On the other hand with paper ballots it is possible to sort and count and recount test paper ballots until a group of human counters are certain about and agree in spite of partisan differences to the expected result. And this group of test ballots can be entered into the counting machines as many times as necessary to gain confidence that they always produce the same result (or fail to do so). Paper ballots provide an entirely different and more testable situation, although again, it is doubtful that proper testing has been done in the actual ITA or state certification tests, including ballots incorporating questionable voter intent.

Ocasionally there may have been a hand recount of a given race in a real election, but the results of this recount are rarely if ever compared against the machine count with the intention of reconciling the differences to improve the machine accuracy. In almost every case, such a comparison is made with the expectation of improving the human count accuracy. Election failures are not collected into a single repository for the purposes of learning how to improve our voting process or even which devices are more prone to failure. Each county learns these things on their own, or fails to do so.

The effect of whatever causes questionable voter intent on a paper ballot has the very different and troubling result of a false impression of certainty on the DRE. This is not a technical advantage of the DRE, this is an irreparable fault of the DRE. The DRE unavoidably hides the condition that the voter either has difficulty voting, or is uncertain about the choice for some reason perhaps intentional. Apparently we are no longer concerned about the mechanization of society, so there seem to be few people arguing the need for humanistic interfaces nowadays, unfortunately. Many nations still vote entirely on paper and use human counting and still do this without difficulty.

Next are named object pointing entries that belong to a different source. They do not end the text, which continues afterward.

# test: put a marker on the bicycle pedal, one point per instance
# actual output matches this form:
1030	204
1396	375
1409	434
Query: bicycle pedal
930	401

It is time for us to be realistic about the need for and the lack of testing of our voting machines. The salient issue is not only securing our machines against fraud. The additional security may have the unfortunate side effect of a preventing public oversight of our election processes and this could actually lead to additional potential for fraud or accidental error.

Also it is critical that our post election audits actually perform an audit at a sufficient level of accuracy, and that they consist of an actual audit, not a recount retest. This will require some careful planning and may require the hand counting of more than the prescribed number of ballots as it is crucial to count to a number which is a real subtotal in the real election results. The accuracies resulting from the 2005 habit of recounting 100 ballots are embarrassingly low. In 2006 in most counties more than 100 ballots were counted in the audit, but this number should consist of at least several percent of the ballots in the election. Then the county should be prepared to hand count all the VVPAT and paper ballots in case a reported race result comes too close for the accuracy of the statutory tests (LAT or post-election audit). We should always have a paper ballot hand count in each close election.

Following these guidelines, in addition to making sure that all voters are aware of the significance of what is printed on the VVPAT, would give us a reason to trust our voting machines' results. Then there is also the process of determining whom is allowed to cast a vote to consider (elsewhere).